CHENILLE  -  PROCESSIONNAIRE DU PIN  au sol parmi les aiguilles de pins.

Processionnaire du pin : une chenille sous haute surveillance

L’inexorable avancée de la chenille processionnaire

Telle une armée en campagne, la chenille processionnaire avance vers le nord de la France à la recherche de pins ou de cèdres à effeuiller. Conséquence palpable du réchauffement climatique, c’est à présent presque tout le territoire qui est favorable à son développement.

Par Sebastián Escalón pour Inra
Mis à jour le 18/07/2013
Publié le 08/07/2013

Expansion de la chenille processionnaire du pin en France. © Inra, URZF
Expansion de la chenille processionnaire du pin en France © Inra, URZF
Le front d’invasion de cet insecte ravageur part du Finistère, passe par le sud de la région parisienne pour atteindre finalement le lac Léman. Il se trouve actuellement à une vingtaine de kilomètres seulement de Paris. Le front avance en moyenne 5 kilomètres tous les ans, d’après les chercheurs de l’unité de recherche de Zoologie forestière qui suivent cette évolution. Au total, en quelque 20 ou 30 ans, la chenille s’est emparée d’environ 100 000 km2 de territoire français.

La chenille processionnaire gagne aussi des terres en hauteur. Ainsi, des zones élevées du Massif central, des Pyrénées ou des Alpes qui ne connaissaient pas l’insecte, sont désormais sous sa coupe. Les chercheurs calculent qu’elle gagne entre 3 et 7 mètres en altitude par an.

Mais ce n’est pas tout : la processionnaire a aussi réussi à placer des postes d’avancée. Les chercheurs d’Orléans ont recensé huit foyers situés au nord du front d’invasion, dont six en Île-de-France. Comment est-elle arrivée là ? « Nous suspectons qu’elle a profité du transport d’arbres de grande taille. Dans les mottes de terre, il y a pu y avoir des chrysalides de chenille processionnaire, avance Jérôme Rousselet, chercheur à l’unité de recherche Zoologie forestière d’Orléans.
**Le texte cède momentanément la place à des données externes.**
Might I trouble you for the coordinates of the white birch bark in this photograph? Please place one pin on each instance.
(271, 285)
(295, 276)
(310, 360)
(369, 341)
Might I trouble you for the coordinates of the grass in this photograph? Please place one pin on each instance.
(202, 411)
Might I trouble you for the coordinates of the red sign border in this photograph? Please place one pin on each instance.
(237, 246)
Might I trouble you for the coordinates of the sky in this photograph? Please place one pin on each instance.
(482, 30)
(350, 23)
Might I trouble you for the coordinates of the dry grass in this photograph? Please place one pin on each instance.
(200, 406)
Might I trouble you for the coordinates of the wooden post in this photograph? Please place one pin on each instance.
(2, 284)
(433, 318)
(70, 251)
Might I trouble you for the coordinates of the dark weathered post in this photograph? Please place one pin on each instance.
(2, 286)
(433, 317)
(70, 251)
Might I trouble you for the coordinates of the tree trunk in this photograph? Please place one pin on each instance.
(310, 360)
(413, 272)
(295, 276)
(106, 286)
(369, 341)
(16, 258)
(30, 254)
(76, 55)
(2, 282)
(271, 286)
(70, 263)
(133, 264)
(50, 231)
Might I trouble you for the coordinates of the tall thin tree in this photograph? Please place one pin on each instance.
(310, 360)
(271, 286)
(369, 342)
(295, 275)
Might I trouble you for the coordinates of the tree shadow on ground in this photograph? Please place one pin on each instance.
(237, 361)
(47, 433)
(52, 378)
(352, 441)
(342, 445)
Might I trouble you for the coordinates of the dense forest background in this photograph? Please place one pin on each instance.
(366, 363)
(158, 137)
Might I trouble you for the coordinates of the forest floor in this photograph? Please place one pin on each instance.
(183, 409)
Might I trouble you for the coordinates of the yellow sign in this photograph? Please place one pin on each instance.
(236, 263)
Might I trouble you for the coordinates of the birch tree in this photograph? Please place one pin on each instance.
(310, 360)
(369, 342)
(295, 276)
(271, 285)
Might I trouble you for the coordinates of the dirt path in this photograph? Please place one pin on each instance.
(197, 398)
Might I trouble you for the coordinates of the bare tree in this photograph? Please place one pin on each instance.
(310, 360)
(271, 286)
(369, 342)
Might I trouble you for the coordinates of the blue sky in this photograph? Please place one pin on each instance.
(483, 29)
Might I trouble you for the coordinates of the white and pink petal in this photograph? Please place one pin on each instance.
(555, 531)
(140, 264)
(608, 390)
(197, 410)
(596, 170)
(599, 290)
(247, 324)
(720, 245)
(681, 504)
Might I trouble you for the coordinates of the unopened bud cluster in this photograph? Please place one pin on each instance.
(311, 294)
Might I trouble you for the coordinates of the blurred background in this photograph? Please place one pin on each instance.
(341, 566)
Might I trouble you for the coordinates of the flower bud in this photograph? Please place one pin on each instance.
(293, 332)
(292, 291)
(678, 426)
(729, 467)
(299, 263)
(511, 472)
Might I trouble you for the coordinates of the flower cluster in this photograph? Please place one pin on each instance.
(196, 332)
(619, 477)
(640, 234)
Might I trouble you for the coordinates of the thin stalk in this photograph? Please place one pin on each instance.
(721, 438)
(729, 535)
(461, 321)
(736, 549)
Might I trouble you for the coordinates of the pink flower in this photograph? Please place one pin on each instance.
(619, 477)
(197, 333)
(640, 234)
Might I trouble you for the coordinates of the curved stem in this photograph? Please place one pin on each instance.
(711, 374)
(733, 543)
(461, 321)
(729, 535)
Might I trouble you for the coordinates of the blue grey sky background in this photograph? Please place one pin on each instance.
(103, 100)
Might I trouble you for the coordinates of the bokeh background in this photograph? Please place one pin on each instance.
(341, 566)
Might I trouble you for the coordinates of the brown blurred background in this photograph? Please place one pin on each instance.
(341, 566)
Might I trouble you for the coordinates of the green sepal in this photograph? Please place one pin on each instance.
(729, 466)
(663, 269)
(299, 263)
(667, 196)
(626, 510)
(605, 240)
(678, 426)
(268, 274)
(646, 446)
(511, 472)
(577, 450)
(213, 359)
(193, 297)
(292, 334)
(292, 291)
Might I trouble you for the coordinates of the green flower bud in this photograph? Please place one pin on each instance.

Le réchauffement climatique s’allie à la chenille

Avant les années 1990, la Loire constituait en quelque sorte la frontière Nord du territoire de la chenille processionnaire. Les années favorables, elle gagnait quelques kilomètres, qu’elle perdait ensuite lors d’hivers plus rigoureux. Mais à partir de cette décennie, le changement climatique a commencé à faire sentir ses effets. Ainsi, dans le Bassin parisien, la température moyenne minimale d’octobre à mars a augmenté d’environ 1°C en vingt ans.

Expansion de la processionnaire du pin dans le sud du Bassin parisien.. © Inra, URZF
Expansion de la processionnaire du pin dans le sud du Bassin parisien. © Inra, URZF
La zone favorable au développement de la chenille a commencé à s’étendre. Autre facteur clé permettant l’expansion de la processionnaire : sa nourriture préférée, les pins et cèdres, est présente dans tout le territoire, que ce soit sous forme de petites plantations ou d’arbres isolés.

Durant des années, la processionnaire était pour les scientifiques une extraordinaire sentinelle climatique : son expansion révélait très nettement la modification progressive des températures. Ce n’est plus le cas : « aujourd’hui, c’est la majeure partie du territoire français qui, du point de vue des températures, est favorable à la chenille. Si elle n’a pas encore tout envahi, c’est parce que son expansion naturelle est plus lente que le changement climatique », constate Alain Roques, directeur de l’unité de recherche Zoologie forestière.  

Ce laboratoire coordonne actuellement un réseau, appelé PCLIM1 qui réunit 80 chercheurs de 20 pays. L’objectif est d’apprécier les réponses adaptatives au changement climatique des processionnaires et de leurs organismes associés.

(1) « Processionnaires et Climat »: réseau mis en place par l’Inra dans le cadre du métaprogramme ACCAF (Adaptation de l’agriculture et de la forêt au changement climatique).

Contact(s)
Contact(s) scientifique(s) :

  • Jérôme Rousselet, Alain Roques, unité de recherche de Zoologie forestière. Inra Val de Loire (site d'Orléans)

Une chenille sous contrainte

Les chercheurs de l’Inra ont mené de nombreuses expériences afin de connaître les températures qui contraignent sa survie. Compte rendu :

  • -16°C : au-dessous de ce seuil, c’est toute la colonie qui meurt.
  • 0°C : température nocturne minimale de l’air pour que les chenilles, qui ne se nourrissent que la nuit, sortent de leur nid.
  • +9°C : température diurne minimale dans le nid pour que les chenilles puissent en sortir la nuit suivante. Ce seuil est appelé température d’activation.
  • +32°C : température estivale au-dessus de laquelle les colonies peuvent être durement affectées.